C’était dur de repartir à zéro, comme si tout ce que j’avais fait avant n’avait pas compté. Il m’a fallu pas mal d’humilité. Accepter de montrer aux autres qu’on ne sait pas, alors qu’eux ils savent, ce n’est pas toujours si évident pour son orgueil. Être appelée « la stagiaire » par des gens moins diplômés que soi ou presque du même âge, ce n’est pas non plus si facile. Mais un an après, même si je sais que je risque de ne pas trouver de boulot si facilement, je me dis que peut-être tous ces sacrifices n’ont pas été inutiles. J’ai vraiment appris. Maintenant, je peux dire que j’ai deux métiers, voire paraître calée dans le second même aux yeux de ceux qui ignorent que j’ai eu une autre vie professionnelle avant d’entrer dans l’édition.

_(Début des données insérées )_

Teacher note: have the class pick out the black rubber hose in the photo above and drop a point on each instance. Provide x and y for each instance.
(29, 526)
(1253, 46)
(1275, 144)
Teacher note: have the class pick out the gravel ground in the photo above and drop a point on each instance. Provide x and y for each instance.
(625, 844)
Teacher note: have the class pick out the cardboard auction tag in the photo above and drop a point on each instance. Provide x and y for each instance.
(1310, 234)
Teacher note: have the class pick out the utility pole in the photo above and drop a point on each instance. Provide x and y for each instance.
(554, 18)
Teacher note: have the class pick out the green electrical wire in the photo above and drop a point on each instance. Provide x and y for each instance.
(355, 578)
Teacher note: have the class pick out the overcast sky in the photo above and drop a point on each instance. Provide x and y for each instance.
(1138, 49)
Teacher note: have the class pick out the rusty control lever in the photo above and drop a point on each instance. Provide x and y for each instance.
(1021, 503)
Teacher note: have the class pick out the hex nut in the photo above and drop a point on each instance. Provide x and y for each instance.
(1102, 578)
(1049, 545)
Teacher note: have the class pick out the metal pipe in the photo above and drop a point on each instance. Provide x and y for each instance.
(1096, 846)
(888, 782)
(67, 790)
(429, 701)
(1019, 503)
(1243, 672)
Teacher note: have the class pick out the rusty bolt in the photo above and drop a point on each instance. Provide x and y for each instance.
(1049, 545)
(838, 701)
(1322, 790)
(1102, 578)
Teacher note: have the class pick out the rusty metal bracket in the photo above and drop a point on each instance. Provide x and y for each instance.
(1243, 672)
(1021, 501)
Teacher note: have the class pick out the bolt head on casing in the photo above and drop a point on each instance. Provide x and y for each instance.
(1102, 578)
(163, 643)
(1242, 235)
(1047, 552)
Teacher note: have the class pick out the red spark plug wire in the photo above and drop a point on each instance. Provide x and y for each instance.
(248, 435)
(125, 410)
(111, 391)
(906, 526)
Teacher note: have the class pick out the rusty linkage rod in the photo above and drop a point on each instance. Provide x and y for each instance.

J’ai la conviction pourtant que je ne suis pas prête d’arrêter mon premier métier. Que quoi qu’il arrive il sera toujours en moi. Je serai toujours prof. J’aurai toujours envie de montrer, d’expliquer, d’apprendre. Qui plus est, je serai certainement toujours obligée d’enseigner pour continuer à alimenter mes finances. Mais enfin, désormais, il n’y aura certainement plus que plus cela dans ma vie professionnelle. Il y aura ces livres qui se feront grâce à moi, ces projets que j’aiderai à mener à bien, ces bouquins avec en tout petit sur la page des « ours » (la page où il y a tous les noms des collaborateurs de l’ouvrage) mon nom en tout petit. Est-ce là une revanche inconsciente de l’éditrice sur la prof ? Un désir caché de réaliser un produit que chacun pourra tenir entre ses mains, un objet qui restera… alors que les enseignements prodigués par le prof dans une salle de classe s’en vont si vite dans les têtes des élèves et qu’un mois après les examens tout a été oublié. Graver sur des pages tout ce que je n’ai pas parvenu à transmettre oralement. Continuer d’expliquer aux autres, mais avec l’illusion que ce sera enfin plus profitable, plus indélébile. Lutter à coup de livres contre l’ignorance et l’oubli, à défaut de pouvoir le faire par la parole. Oui, parfois, je me dis que c’est ce désir là qui m’a menée là où je suis aujourd’hui.
Peut-être que finalement il y a une logique dans notre existence.